What does this mean?
- Most patients on immunosuppression will still make detectable antibodies and neutralizing antibodies, though less than those seen in healthy adults (which appear to correlate with those who have protective responses)
- B-cell directed therapy (such as Rituximab) and steroids were the medications that most dramatically reduced the antibodies made in response after the 2 vaccines.
- JAK inhibitors and antimetabolites (methotrexate, mycophenolate and azathioprine) are also associated with decreases in antibodies after 2 mRNA-based vaccines
- The dose of steroids did not seem to matter in this study: whether high dose (20mg daily) or low dose (1 mg daily), some patients did not make antibodies.

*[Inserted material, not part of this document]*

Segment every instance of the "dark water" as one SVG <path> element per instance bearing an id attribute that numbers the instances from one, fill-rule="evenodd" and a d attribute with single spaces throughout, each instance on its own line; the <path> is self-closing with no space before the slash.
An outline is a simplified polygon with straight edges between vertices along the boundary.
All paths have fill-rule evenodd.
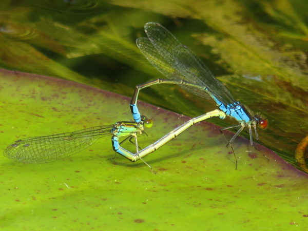
<path id="1" fill-rule="evenodd" d="M 308 2 L 175 2 L 2 1 L 0 67 L 130 96 L 136 84 L 162 78 L 134 42 L 145 36 L 145 23 L 158 22 L 236 98 L 267 118 L 260 142 L 295 164 L 295 148 L 308 134 Z M 140 97 L 190 116 L 215 108 L 174 86 L 147 89 Z"/>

- TNFi did not seem to lower antibody or neutralizing antibody response
- IL-12/23 inhibitors and vedolizumab had minimal impact on antibody titers.
- It’s important to remember that this study only looked at one part of the immune system (the humoral response), we also have the cellular (“T Cells”) response, which has been implicated as an important part of the response to COVID-19 infection. Future studies will look at the cellular immune system response.
- Patients on immunosuppressive medications should speak with their physicians about getting the vaccine and if they should hold or adjust their dose of their immunosuppressive medication beforehand.